I'll assume $A$ is positive semidefinite. Let $A = L L^T$ be the Cholesky factorization of $A$. Your optimization problem can be reformulated as

\begin{align} \operatorname{minimize}_{x,u,y} & \quad y + a^T x \\ \text{subject to} & \quad Bx \leq b \\ & \quad u^T u \leq y \\ & \quad u = L^T x. \end{align} We are nearly done, because we only need to express the constraint $u^T u \leq y$ as a second-order cone constraint, and there is a "well known" trick that allows us to do this. (It's not really well known at all, but it is taught in Vandenberghe's 236b class.)

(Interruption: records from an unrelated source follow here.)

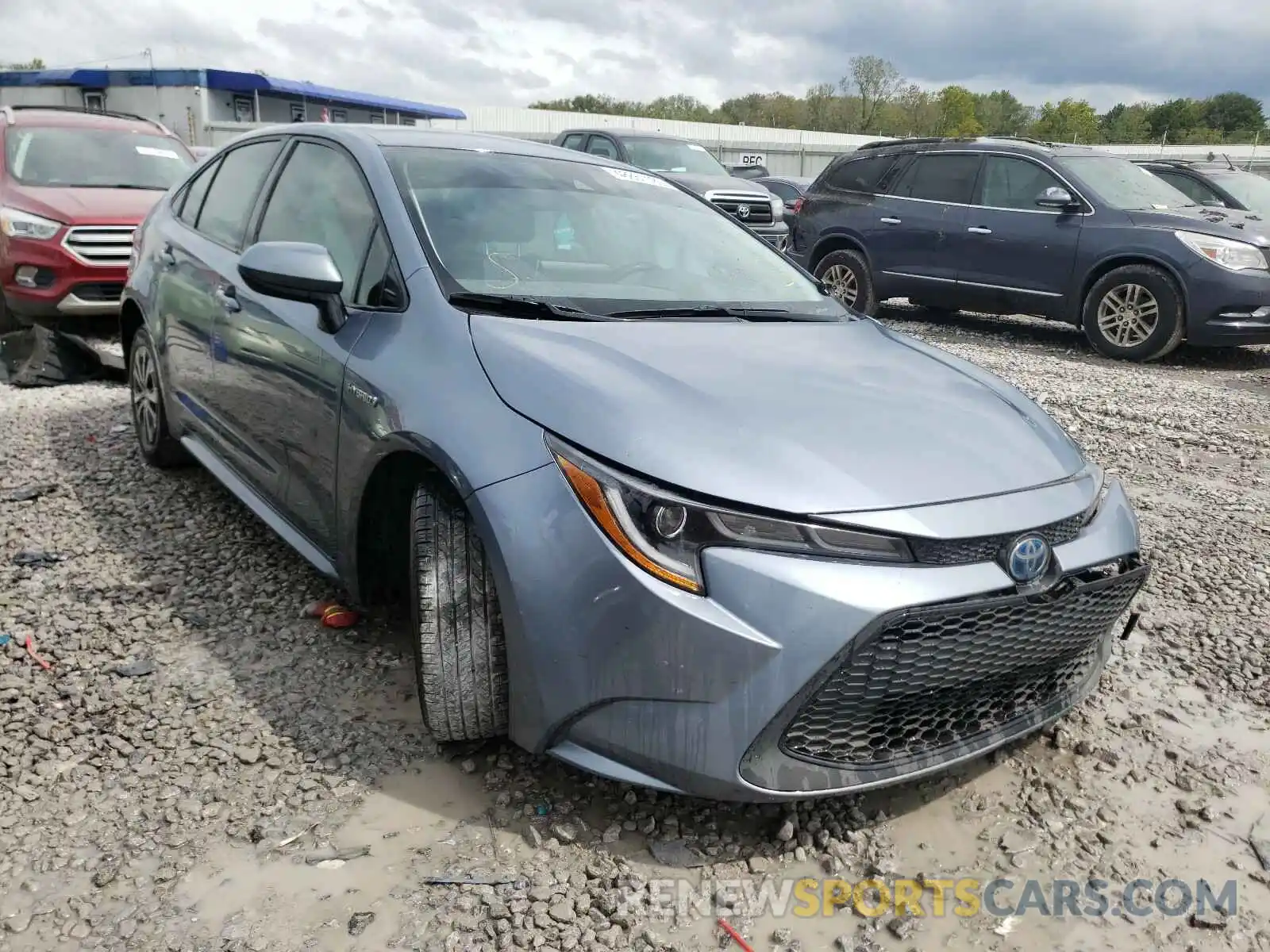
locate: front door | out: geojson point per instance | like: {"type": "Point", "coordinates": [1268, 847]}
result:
{"type": "Point", "coordinates": [1014, 257]}
{"type": "Point", "coordinates": [283, 374]}
{"type": "Point", "coordinates": [918, 222]}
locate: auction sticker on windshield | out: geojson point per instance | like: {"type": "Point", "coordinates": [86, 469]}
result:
{"type": "Point", "coordinates": [637, 177]}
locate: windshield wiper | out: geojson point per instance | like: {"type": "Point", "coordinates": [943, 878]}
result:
{"type": "Point", "coordinates": [745, 314]}
{"type": "Point", "coordinates": [521, 306]}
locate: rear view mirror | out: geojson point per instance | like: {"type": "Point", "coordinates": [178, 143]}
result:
{"type": "Point", "coordinates": [296, 271]}
{"type": "Point", "coordinates": [1056, 197]}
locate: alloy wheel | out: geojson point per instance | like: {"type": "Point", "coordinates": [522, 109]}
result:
{"type": "Point", "coordinates": [144, 382]}
{"type": "Point", "coordinates": [1128, 315]}
{"type": "Point", "coordinates": [842, 283]}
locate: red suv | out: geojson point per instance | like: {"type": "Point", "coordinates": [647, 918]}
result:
{"type": "Point", "coordinates": [74, 186]}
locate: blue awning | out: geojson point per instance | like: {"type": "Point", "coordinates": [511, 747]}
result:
{"type": "Point", "coordinates": [256, 83]}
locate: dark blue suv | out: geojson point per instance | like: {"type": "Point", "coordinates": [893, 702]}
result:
{"type": "Point", "coordinates": [1018, 226]}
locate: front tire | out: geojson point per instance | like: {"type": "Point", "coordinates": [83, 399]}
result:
{"type": "Point", "coordinates": [1134, 313]}
{"type": "Point", "coordinates": [460, 649]}
{"type": "Point", "coordinates": [846, 274]}
{"type": "Point", "coordinates": [149, 412]}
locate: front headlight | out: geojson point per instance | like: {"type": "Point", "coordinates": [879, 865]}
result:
{"type": "Point", "coordinates": [1231, 254]}
{"type": "Point", "coordinates": [17, 224]}
{"type": "Point", "coordinates": [664, 533]}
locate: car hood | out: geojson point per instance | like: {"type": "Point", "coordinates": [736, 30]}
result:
{"type": "Point", "coordinates": [87, 206]}
{"type": "Point", "coordinates": [718, 183]}
{"type": "Point", "coordinates": [1231, 222]}
{"type": "Point", "coordinates": [797, 418]}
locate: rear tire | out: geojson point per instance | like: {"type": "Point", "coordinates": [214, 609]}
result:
{"type": "Point", "coordinates": [1134, 313]}
{"type": "Point", "coordinates": [159, 447]}
{"type": "Point", "coordinates": [460, 649]}
{"type": "Point", "coordinates": [846, 274]}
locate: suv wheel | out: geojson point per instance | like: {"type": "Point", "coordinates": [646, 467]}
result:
{"type": "Point", "coordinates": [460, 651]}
{"type": "Point", "coordinates": [149, 416]}
{"type": "Point", "coordinates": [1134, 313]}
{"type": "Point", "coordinates": [846, 274]}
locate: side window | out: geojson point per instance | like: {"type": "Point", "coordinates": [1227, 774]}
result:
{"type": "Point", "coordinates": [937, 177]}
{"type": "Point", "coordinates": [601, 145]}
{"type": "Point", "coordinates": [321, 197]}
{"type": "Point", "coordinates": [860, 175]}
{"type": "Point", "coordinates": [1014, 183]}
{"type": "Point", "coordinates": [192, 198]}
{"type": "Point", "coordinates": [1194, 190]}
{"type": "Point", "coordinates": [232, 197]}
{"type": "Point", "coordinates": [783, 190]}
{"type": "Point", "coordinates": [380, 283]}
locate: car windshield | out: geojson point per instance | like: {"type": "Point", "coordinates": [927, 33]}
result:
{"type": "Point", "coordinates": [591, 236]}
{"type": "Point", "coordinates": [86, 158]}
{"type": "Point", "coordinates": [672, 155]}
{"type": "Point", "coordinates": [1124, 186]}
{"type": "Point", "coordinates": [1251, 190]}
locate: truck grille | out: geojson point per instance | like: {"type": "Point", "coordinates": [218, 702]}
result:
{"type": "Point", "coordinates": [757, 209]}
{"type": "Point", "coordinates": [941, 681]}
{"type": "Point", "coordinates": [986, 549]}
{"type": "Point", "coordinates": [106, 245]}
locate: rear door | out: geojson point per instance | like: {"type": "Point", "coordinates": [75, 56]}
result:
{"type": "Point", "coordinates": [1014, 257]}
{"type": "Point", "coordinates": [918, 222]}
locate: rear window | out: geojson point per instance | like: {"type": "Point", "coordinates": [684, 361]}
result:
{"type": "Point", "coordinates": [859, 175]}
{"type": "Point", "coordinates": [64, 156]}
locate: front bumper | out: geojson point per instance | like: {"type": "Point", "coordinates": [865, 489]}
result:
{"type": "Point", "coordinates": [44, 281]}
{"type": "Point", "coordinates": [630, 678]}
{"type": "Point", "coordinates": [1229, 309]}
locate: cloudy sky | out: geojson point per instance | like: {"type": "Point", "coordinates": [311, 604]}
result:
{"type": "Point", "coordinates": [511, 52]}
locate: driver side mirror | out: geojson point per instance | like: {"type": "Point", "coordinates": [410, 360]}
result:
{"type": "Point", "coordinates": [298, 271]}
{"type": "Point", "coordinates": [1056, 197]}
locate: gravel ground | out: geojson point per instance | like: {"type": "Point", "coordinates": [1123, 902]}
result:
{"type": "Point", "coordinates": [200, 767]}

The trick is explained in problem 4.26 (entitled "Hyperbolic constraints as SOC constraints") in Boyd and Vandenberghe. This problem points out that $$ u^T u \leq y z, \, y \geq 0, \, z \geq 0 \iff \left \| \begin{bmatrix} 2u \\ y - z \end{bmatrix} \right \|_2 \leq y + z, \, y \geq 0, \, z \geq 0. $$ It follows that our optimization problem can be reformulated as \begin{align} \operatorname{minimize}_{x,u,y,z} & \quad y + a^T x \\ \text{subject to} & \quad Bx \leq b \\ & \quad \left \| \begin{bmatrix} 2u \\ y - z \end{bmatrix} \right \|_2 \leq y + z\\ & \quad z = 1 \\ & \quad u = L^T x. \end{align} This is a second-order cone program.